24. Une fois de plus, Staline affirma que sa ligne politique était la bonne et imputa la responsabilité du désastre au dirigeant du Parti communiste chinois, Chen Tu-hsiu. Au lendemain des deux défaites catastrophiques infligées au Parti communiste, à la classe ouvrière et aux masses opprimées, Staline ordonna un brusque virage à gauche, semblable à l'ultra-gauchisme qui suivit immédiatement la défaite de la Révolution allemande de 1923. Au moment même où la vague révolutionnaire s'atténuait, le PCC fut contraint de se lancer dans une série d'aventures ratées, qui culminèrent en décembre 1927 avec l'ordre d'établir un soviet à Canton et de prendre le pouvoir. Cette décision était programmée non pas pour coïncider avec une quelconque poussée révolutionnaire à Canton, mais avec l'ouverture du XVe Congrès du Parti communiste de l'Union soviétique, et visait à repousser les critiques de l'Opposition de gauche.

25. Le Parti communiste mena une lutte courageuse pendant trois jours, du 11 au 13 décembre, malgré une infériorité numérique et un sous-armement considérable, pour prendre le contrôle de bâtiments clés de Canton. Il publia un manifeste audacieux qui laissait présager de profondes atteintes aux rapports de propriété capitalistes. Mais il n'y eut aucun mouvement de masse ni aucune base pour un soviet élu, et les perspectives de soutien extérieur étaient faibles, même en cas de succès du soulèvement. Peu de travailleurs répondirent aux appels à des meetings de masse. Aucun appel à la grève générale ne fut lancé.
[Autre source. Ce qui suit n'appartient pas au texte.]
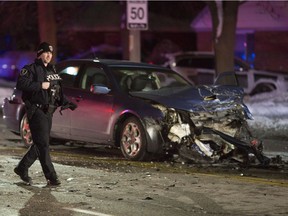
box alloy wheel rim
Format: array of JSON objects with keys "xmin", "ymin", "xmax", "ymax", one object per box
[{"xmin": 121, "ymin": 122, "xmax": 141, "ymax": 157}]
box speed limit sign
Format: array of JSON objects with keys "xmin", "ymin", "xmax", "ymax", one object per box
[{"xmin": 127, "ymin": 0, "xmax": 148, "ymax": 30}]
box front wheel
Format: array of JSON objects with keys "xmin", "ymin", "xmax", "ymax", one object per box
[
  {"xmin": 120, "ymin": 117, "xmax": 150, "ymax": 161},
  {"xmin": 20, "ymin": 113, "xmax": 33, "ymax": 147},
  {"xmin": 250, "ymin": 83, "xmax": 275, "ymax": 96}
]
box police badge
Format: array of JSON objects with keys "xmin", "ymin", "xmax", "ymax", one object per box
[{"xmin": 20, "ymin": 68, "xmax": 29, "ymax": 76}]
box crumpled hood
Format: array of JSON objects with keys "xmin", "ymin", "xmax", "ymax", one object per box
[{"xmin": 131, "ymin": 85, "xmax": 245, "ymax": 112}]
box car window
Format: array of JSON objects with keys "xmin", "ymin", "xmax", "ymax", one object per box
[
  {"xmin": 81, "ymin": 66, "xmax": 108, "ymax": 90},
  {"xmin": 110, "ymin": 67, "xmax": 190, "ymax": 92},
  {"xmin": 58, "ymin": 66, "xmax": 79, "ymax": 87}
]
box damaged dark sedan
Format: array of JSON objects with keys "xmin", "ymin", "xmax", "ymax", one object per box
[{"xmin": 2, "ymin": 59, "xmax": 269, "ymax": 165}]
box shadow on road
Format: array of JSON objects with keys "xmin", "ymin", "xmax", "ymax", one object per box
[{"xmin": 17, "ymin": 183, "xmax": 73, "ymax": 216}]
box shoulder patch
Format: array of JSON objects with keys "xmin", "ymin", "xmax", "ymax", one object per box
[{"xmin": 20, "ymin": 68, "xmax": 29, "ymax": 76}]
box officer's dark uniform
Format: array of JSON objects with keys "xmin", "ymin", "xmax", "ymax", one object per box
[{"xmin": 14, "ymin": 42, "xmax": 76, "ymax": 185}]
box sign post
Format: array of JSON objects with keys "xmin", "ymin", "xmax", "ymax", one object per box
[{"xmin": 126, "ymin": 0, "xmax": 148, "ymax": 62}]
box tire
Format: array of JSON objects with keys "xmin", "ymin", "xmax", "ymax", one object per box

Le Kuomintang mobilisa rapidement ses forces militaires pour écraser la rébellion avec une brutalité sauvage, marquant ainsi la fin de la révolution.

Cadavres de communistes après l'écrasement du soviet de Canton

Même dans sa défaite, Trotsky tira des leçons politiques essentielles de la Commune de Canton, qui témoignait du fait que seul le prolétariat était capable d'accomplir les tâches de la révolution démocratique bourgeoise et serait par là contraint d'entamer la reconstruction socialiste de la société. Comme il l'expliquait :

Le programme du nouveau pouvoir comprenait non seulement la confiscation des terres des hobereaux, pour autant qu'il y en eût dans le Kouantoung, le contrôle ouvrier sur la production, mais aussi la nationalisation de la grande industrie, des banques, des transports, et même la confiscation des appartements de la bourgeoisie et de tous les biens de celle-ci au profit des travailleurs. Si ce sont là les méthodes de la révolution bourgeoise, on se demande à quoi peut donc bien ressembler en Chine la révolution prolétarienne! (L’Internationale communiste après Lénine).
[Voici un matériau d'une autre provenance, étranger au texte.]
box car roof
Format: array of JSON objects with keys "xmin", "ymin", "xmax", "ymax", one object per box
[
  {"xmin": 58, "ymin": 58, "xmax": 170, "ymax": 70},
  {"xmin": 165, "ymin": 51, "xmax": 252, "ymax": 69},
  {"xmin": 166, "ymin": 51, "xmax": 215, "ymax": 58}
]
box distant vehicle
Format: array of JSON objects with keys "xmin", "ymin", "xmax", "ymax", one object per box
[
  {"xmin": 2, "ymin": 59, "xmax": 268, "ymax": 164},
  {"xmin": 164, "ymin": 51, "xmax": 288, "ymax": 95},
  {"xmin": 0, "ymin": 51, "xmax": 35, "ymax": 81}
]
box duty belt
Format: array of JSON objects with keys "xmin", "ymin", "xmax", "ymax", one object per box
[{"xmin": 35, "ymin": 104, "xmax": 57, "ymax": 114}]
26. En commençant la section de L’Internationale communiste après Lénine consacrée à la Révolution chinoise, Trotsky écrivait:

C'est par l'analyse de l'expérience, des fautes et des tendances de la Révolution de 1905 que se constituèrent définitivement le bolchevisme, le menchevisme et l'aile gauche de la social-démocratie allemande et internationale. L'analyse de l'expérience de la révolution chinoise a aujourd'hui la même importance pour le prolétariat international. (L’Internationale communiste après Lénine).

Au cours des luttes internes du parti de 1925 à 1927, le fossé infranchissable entre bolchevisme et menchevisme s'était redessiné sous une nouvelle forme dans la lutte de l'Opposition de gauche contre la politique stalinienne, qui s'était avérée désastreuse. La théorie de la révolution permanente avait été étayée par de nouvelles preuves, mais à un prix terrible. Et, comme en avait prévenu Trotsky, bien que l'Opposition de gauche ait gagné des milliers de nouveaux adhérents, Staline exploiterait cette défaite et son impact sur la classe ouvrière soviétique pour intensifier la répression. Lors du XVe Congrès, l'Opposition de gauche fut exclue du parti et ses dirigeants, dont Trotsky, furent envoyés en exil intérieur.

Parallèlement, les écrits de Trotsky sur la Chine éclairèrent les raisons de cette défaite cuisante, jetant les bases de la formation de l'Opposition de gauche chinoise. Parmi ceux qui rejoignirent ses rangs figuraient d'anciens membres et dirigeants du Parti communiste, dont son président fondateur Chen Tu-hsiu, ainsi que de nombreux étudiants chinois qui avaient rejoint l'Opposition de gauche pendant leurs études à Moscou.